When interpreting the confusion matrix, it is important to remember that the rows represent the actual constructs, while the columns represent the predicted constructs. The values in the cells represent the number of items assigned to each construct. The diagonal reflects the number of items "correctly" (i.e, according to experts) assigned to their construct, while off-diagonal values reflect items that were misclassified. Finally, the maximum number of items that could be correctly assigned to a construct is 10, which is why the heatmap is capped at this value. 

In [None]:
# Plotting confusion matrix without numbers in cells
fig, ax = plt.subplots(figsize=(16, 12))
n_items_per_construct = 10 # Maximum possible number of correctly assigned items per construct
sns.heatmap(confusion_matrix, cmap='Blues', vmin=0, vmax=n_items_per_construct, ax=ax)

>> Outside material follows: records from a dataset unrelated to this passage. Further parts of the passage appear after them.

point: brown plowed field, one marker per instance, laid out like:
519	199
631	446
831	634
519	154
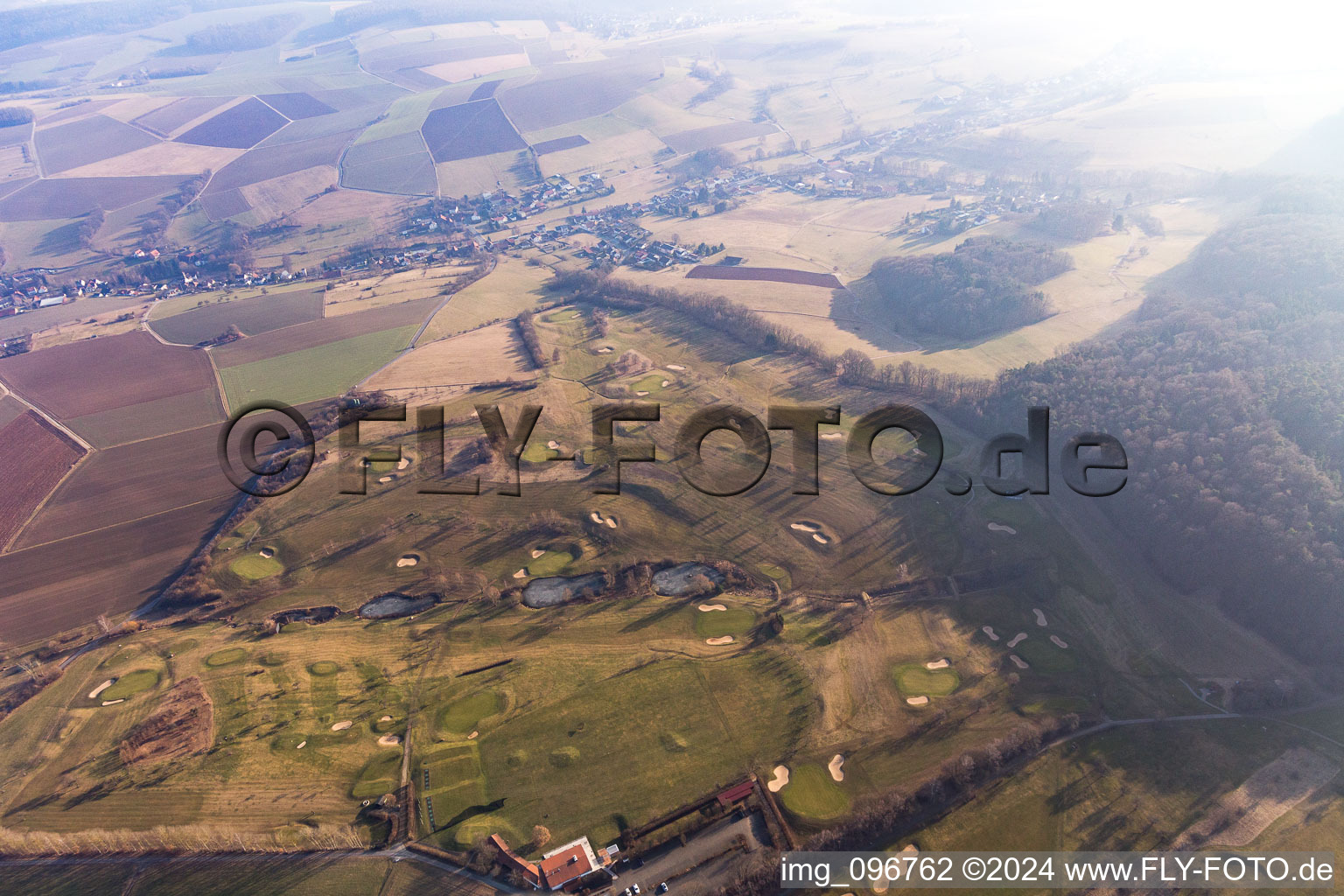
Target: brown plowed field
67	584
330	329
240	127
101	374
37	456
130	482
773	274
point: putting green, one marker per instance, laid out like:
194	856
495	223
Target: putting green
915	682
549	564
651	383
461	717
715	624
256	567
1045	655
812	795
226	657
130	684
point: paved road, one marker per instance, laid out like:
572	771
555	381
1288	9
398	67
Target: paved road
704	853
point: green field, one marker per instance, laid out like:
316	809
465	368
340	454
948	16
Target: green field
914	680
810	795
253	567
130	685
313	374
715	624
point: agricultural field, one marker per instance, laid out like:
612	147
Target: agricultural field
250	316
130	482
772	274
171	117
569	93
42	456
240	127
87	140
689	141
304	375
468	130
488	354
100	375
514	286
409	312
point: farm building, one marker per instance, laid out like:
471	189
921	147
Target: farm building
561	868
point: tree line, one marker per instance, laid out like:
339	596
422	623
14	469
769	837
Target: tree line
983	286
1228	396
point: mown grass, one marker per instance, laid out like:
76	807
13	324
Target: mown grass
715	624
914	680
812	795
130	684
256	567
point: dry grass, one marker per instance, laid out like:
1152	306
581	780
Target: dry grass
1242	815
491	352
469	69
277	196
162	158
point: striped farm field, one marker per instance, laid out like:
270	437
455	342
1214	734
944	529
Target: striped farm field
40	456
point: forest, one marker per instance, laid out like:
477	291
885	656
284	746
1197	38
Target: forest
983	286
1228	396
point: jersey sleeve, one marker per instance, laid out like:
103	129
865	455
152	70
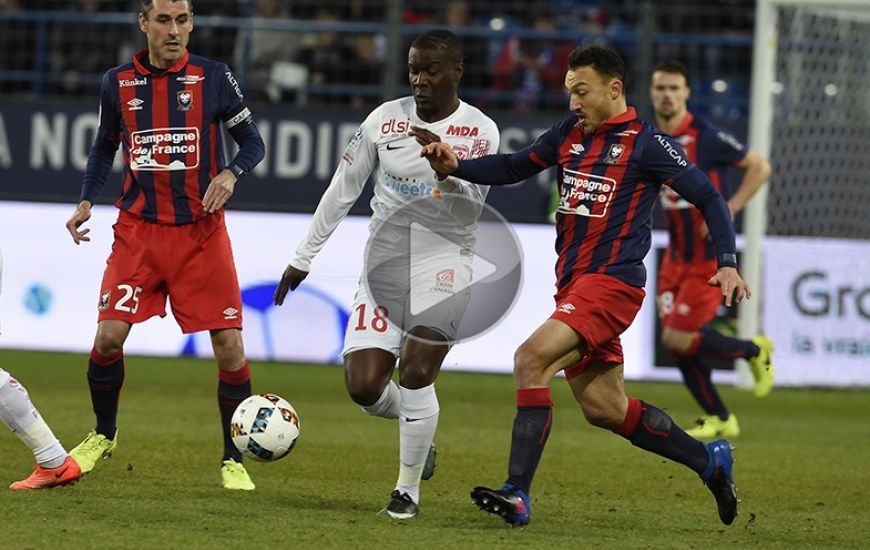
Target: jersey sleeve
239	122
102	154
348	181
505	169
463	199
694	186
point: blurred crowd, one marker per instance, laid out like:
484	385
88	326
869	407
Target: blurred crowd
515	50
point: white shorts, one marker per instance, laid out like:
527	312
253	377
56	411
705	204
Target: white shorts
418	303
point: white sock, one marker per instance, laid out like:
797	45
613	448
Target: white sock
418	420
409	481
24	420
387	406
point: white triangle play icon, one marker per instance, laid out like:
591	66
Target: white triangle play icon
426	246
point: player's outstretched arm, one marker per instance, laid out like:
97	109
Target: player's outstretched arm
441	157
291	279
219	191
80	216
732	284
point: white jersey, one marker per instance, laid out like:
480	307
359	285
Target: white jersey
404	179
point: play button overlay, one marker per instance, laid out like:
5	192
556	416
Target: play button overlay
425	269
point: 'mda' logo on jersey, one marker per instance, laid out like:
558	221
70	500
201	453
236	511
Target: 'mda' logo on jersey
463	131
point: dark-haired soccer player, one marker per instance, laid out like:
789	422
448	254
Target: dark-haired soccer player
165	109
407	193
612	167
685	302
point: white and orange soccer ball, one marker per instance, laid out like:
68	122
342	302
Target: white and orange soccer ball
265	427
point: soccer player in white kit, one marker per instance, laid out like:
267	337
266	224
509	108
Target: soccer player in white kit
407	193
54	466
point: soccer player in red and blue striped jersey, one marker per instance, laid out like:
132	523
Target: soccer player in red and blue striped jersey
611	168
685	302
165	109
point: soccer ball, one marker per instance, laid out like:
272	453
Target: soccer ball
265	427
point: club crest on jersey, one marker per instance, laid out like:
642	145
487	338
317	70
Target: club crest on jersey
444	281
185	100
614	153
104	300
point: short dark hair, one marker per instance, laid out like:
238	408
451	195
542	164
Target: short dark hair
440	40
148	4
604	61
673	67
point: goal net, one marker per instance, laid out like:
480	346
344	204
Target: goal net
820	143
810	116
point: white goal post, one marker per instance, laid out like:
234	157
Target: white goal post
764	88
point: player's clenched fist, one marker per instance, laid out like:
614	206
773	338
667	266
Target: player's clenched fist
80	216
732	284
291	279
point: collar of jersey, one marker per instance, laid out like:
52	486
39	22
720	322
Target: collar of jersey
627	116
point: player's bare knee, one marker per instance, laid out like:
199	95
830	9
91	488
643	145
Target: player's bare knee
108	342
363	394
602	414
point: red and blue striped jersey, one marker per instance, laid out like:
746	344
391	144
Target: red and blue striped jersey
609	184
713	149
168	126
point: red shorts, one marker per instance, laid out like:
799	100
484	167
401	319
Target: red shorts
191	264
684	299
599	308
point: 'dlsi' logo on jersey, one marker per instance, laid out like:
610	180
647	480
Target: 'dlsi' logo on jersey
445	276
614	153
185	100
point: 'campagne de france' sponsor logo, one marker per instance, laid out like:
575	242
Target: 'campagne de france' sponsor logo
165	149
580	192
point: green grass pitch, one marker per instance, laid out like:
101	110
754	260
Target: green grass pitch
803	469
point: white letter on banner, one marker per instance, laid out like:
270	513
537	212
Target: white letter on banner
81	138
286	132
5	151
323	166
47	143
265	129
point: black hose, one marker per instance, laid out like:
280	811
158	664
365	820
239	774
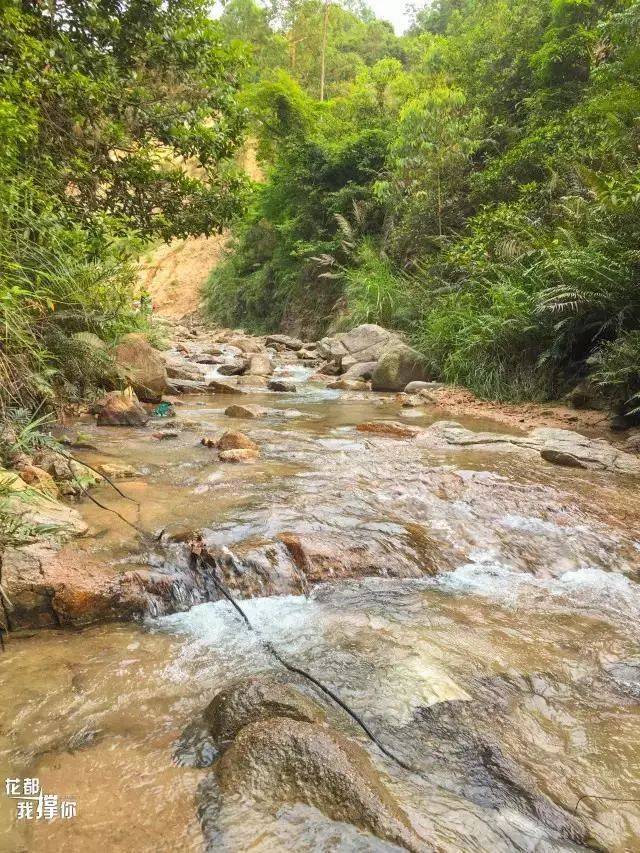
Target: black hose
302	672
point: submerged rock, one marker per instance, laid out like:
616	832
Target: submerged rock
239	411
221	387
348	385
282	386
277	761
254	699
232	440
122	409
235	369
392	428
239	455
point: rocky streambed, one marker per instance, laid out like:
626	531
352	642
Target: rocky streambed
470	591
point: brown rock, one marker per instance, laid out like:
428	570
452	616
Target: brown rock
348	385
253	381
224	387
39	479
284	341
392	428
122	409
235	441
253	699
242	455
238	411
144	366
282	386
283	760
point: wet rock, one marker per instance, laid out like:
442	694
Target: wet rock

# Increasing x-tick label and y-tick label font size
ax.xaxis.set_tick_params(labelsize=12)

As illustrated, while some constructs are well predicted (e.g., "Emotionality" and "Imagination"), most are less well predicted. 

**TASK**: Now rerun the entire notebook but with `model = SentenceTransformer('dwulff/mpnet-personality')` (you can find the right line via a `cmd + f` search). This is a model that has been fine-tuned on pairs of personality items to accurately predict the observed correlations between items. Although performance should be considerably better, it is important to be aware that this model has been fine-tuned on the same data that we are using to evaluate it, which gives it an unfair advantage.